I called Apotheker's selection as CEO bad in this blog on 5 October, 2010 (HP and Nokia's Bad CEO Selections). Because it was clear his history as CEO of SAP was not the right background to turn around HP. Today ERP (enterprise resource planning) applications like SAP are being seen for the locked-in, monolithic, buraucracy creating, innovation killing systems they really are. Their intent has always been, and remains, to force companies, functions and employees to replicate previous decisions. Not to learn and do anything new. They are designed to create rigidity, and assist cost cutting - and are antithetical to flexibility, market responsiveness and growth.
But following in the new HP tradition, Mr. Apotheker is reshuffling assets - closing the WebOS business, getting rid of all "consumer" businesses, and buying an ERP company! Imagine that! The former head of SAP is buying an SAP application! Regardless of what creates value in highly dynamic, global markets Mr. Apotheker is implementing what he knows how to do - operate an ERP company that sells "business solutions" while leaving everything else. He just can't wait to get into the gladiator battle of pitting HP against SAP, Oracle, J.D. Edwards and the slew of other ERP competitors! Even if that market is over-supplied by extremely well funded competitors that have massive investments and enormously large installed client bases!
What HP desperately needs is to connect to the evolving marketplace.
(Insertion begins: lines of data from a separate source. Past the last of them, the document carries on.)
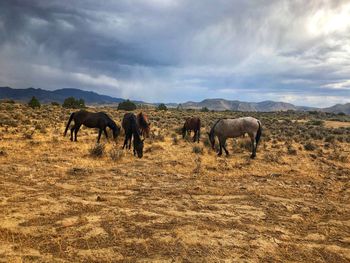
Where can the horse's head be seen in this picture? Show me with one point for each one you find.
(183, 131)
(138, 147)
(116, 132)
(211, 139)
(147, 130)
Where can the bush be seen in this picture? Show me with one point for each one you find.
(9, 101)
(162, 107)
(197, 149)
(309, 146)
(127, 105)
(34, 103)
(73, 103)
(97, 150)
(116, 154)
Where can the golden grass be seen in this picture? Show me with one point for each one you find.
(60, 204)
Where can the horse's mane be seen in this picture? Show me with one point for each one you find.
(212, 129)
(142, 119)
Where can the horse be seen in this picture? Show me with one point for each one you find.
(98, 120)
(131, 129)
(192, 124)
(143, 124)
(231, 128)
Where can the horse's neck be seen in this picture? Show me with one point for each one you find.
(111, 124)
(135, 131)
(213, 129)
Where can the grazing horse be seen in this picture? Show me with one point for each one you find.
(231, 128)
(98, 120)
(192, 124)
(143, 124)
(131, 129)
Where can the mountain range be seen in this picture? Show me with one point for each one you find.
(91, 97)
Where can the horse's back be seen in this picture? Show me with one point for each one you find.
(193, 123)
(128, 119)
(237, 127)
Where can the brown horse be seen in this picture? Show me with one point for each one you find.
(129, 124)
(192, 124)
(143, 124)
(98, 120)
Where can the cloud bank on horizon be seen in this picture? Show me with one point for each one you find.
(177, 50)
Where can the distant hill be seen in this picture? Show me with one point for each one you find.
(265, 106)
(57, 95)
(235, 105)
(338, 108)
(91, 97)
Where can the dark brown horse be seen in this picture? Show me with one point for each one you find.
(131, 129)
(192, 124)
(98, 120)
(143, 124)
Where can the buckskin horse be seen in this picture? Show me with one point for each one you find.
(192, 124)
(131, 129)
(143, 124)
(231, 128)
(98, 120)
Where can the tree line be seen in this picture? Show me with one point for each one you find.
(73, 103)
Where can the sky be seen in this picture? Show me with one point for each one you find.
(180, 50)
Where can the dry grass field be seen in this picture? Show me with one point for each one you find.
(62, 202)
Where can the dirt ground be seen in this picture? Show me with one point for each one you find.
(180, 203)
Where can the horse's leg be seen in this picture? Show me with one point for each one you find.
(99, 135)
(105, 131)
(130, 138)
(76, 132)
(71, 132)
(220, 144)
(125, 141)
(252, 139)
(224, 146)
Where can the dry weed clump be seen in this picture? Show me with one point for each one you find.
(116, 154)
(197, 149)
(97, 150)
(28, 134)
(79, 171)
(309, 146)
(3, 152)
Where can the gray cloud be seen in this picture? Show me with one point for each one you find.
(176, 50)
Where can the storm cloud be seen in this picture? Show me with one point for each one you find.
(177, 50)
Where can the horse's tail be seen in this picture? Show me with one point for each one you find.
(199, 128)
(258, 134)
(69, 121)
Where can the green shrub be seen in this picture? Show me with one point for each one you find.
(97, 150)
(127, 105)
(34, 103)
(197, 149)
(162, 107)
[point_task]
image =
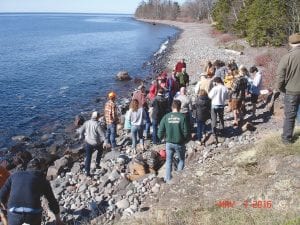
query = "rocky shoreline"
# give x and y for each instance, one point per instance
(110, 195)
(62, 138)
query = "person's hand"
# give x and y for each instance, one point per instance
(58, 220)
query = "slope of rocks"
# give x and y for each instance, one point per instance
(232, 169)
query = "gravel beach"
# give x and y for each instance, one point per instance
(197, 46)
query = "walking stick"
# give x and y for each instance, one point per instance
(3, 217)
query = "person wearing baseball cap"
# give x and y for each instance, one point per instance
(111, 119)
(94, 136)
(288, 82)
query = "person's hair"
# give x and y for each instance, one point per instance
(218, 80)
(218, 63)
(202, 92)
(253, 69)
(160, 90)
(176, 104)
(34, 164)
(134, 105)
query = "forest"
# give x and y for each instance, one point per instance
(261, 22)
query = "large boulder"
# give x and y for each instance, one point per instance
(123, 76)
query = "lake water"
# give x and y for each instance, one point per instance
(54, 66)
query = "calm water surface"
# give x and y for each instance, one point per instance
(54, 66)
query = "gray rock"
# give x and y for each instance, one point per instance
(112, 155)
(82, 188)
(114, 175)
(123, 204)
(75, 168)
(20, 138)
(123, 184)
(123, 76)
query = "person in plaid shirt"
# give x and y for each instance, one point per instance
(111, 119)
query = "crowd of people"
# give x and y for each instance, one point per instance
(174, 116)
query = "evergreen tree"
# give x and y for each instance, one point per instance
(266, 22)
(220, 14)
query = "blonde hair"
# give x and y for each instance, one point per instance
(202, 92)
(134, 105)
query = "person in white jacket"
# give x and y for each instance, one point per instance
(94, 136)
(218, 95)
(137, 118)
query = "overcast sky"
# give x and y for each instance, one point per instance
(97, 6)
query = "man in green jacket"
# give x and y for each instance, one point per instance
(288, 82)
(174, 127)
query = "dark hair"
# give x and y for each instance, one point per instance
(160, 90)
(34, 164)
(202, 92)
(253, 69)
(134, 105)
(218, 80)
(176, 104)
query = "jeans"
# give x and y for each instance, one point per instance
(200, 129)
(217, 111)
(148, 124)
(291, 107)
(137, 132)
(89, 149)
(111, 134)
(170, 150)
(20, 218)
(154, 133)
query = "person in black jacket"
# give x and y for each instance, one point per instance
(23, 190)
(160, 108)
(203, 107)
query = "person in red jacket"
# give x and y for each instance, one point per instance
(181, 64)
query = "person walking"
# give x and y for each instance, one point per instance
(218, 95)
(203, 108)
(174, 128)
(94, 136)
(22, 192)
(288, 82)
(255, 85)
(186, 105)
(111, 119)
(181, 64)
(238, 94)
(140, 95)
(183, 78)
(137, 118)
(160, 108)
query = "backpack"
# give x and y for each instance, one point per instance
(239, 84)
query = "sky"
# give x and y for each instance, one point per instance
(83, 6)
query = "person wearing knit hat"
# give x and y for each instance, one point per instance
(288, 82)
(111, 119)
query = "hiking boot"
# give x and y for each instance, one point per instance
(98, 166)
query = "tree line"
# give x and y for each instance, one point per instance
(261, 22)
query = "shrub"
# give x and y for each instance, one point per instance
(225, 38)
(263, 59)
(215, 33)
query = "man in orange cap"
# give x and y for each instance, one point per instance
(111, 119)
(288, 82)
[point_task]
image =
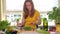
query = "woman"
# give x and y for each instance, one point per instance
(31, 17)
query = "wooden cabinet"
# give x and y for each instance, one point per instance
(58, 28)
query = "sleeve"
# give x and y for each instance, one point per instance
(38, 13)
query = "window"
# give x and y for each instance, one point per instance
(41, 5)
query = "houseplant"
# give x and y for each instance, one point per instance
(55, 15)
(3, 24)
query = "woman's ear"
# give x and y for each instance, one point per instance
(28, 0)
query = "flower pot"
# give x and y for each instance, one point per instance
(58, 28)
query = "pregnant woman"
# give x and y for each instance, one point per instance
(31, 16)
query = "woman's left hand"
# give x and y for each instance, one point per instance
(33, 23)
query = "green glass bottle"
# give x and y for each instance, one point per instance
(45, 24)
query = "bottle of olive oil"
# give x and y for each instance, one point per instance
(45, 24)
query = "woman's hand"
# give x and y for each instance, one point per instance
(33, 23)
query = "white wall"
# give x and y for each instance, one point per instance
(41, 5)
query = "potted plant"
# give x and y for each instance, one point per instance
(55, 15)
(3, 24)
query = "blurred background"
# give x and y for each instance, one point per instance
(11, 10)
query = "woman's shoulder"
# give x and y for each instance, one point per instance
(36, 11)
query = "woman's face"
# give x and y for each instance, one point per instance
(29, 6)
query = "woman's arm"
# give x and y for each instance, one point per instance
(38, 20)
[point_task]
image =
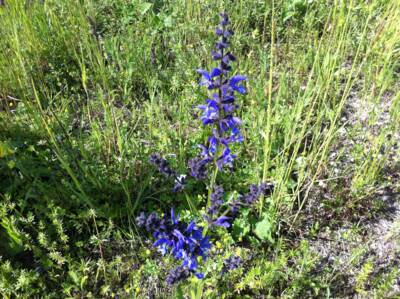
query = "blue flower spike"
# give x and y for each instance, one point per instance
(218, 111)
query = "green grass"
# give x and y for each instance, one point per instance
(90, 89)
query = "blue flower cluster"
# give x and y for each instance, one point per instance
(231, 263)
(186, 241)
(183, 241)
(163, 167)
(218, 111)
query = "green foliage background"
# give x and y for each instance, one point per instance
(90, 88)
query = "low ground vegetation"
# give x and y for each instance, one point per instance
(89, 90)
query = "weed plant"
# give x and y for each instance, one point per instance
(89, 90)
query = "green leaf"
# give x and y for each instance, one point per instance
(240, 228)
(263, 229)
(144, 7)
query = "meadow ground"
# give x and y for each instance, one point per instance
(90, 89)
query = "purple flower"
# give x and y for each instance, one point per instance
(231, 263)
(183, 241)
(163, 167)
(218, 111)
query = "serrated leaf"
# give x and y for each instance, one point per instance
(144, 7)
(263, 229)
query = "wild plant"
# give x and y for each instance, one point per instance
(189, 241)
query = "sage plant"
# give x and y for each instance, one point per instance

Quit looking at the past, and give customers solutions that fit where the market is headed. Customers aren't moving toward where Apotheker is taking the company.
All 3 of HP's CEOs have been a testament to just how bad things can go when the CEO is more convinced it is important to do what worked in the past, rather than doing what the market needs. When the CEO is locked-in to old thinking, old market dynamics and old solutions - rather than fixated on understanding trends, future scenarios and the solutions people want and need bad things happen.
There are a raft of unmet needs in the marketplace. For a decade HP has ignored them. Its CEOs have spent their time trying to figure out how to make old solutions work better, faster and cheaper. And in the process they have built large, but not very profitable businesses that are now uninteresting at best and largely at the precipice of failure. They have ignored market shifts in favor of doing more of the same. And the value of HP keeps declining - down 50% this year. For HP to change direction, to increase value, it needs a CEO and leadership team that can understand important trends, fulfill unmet needs and migrate customers to new solutions. HP needs to rediscover innovation.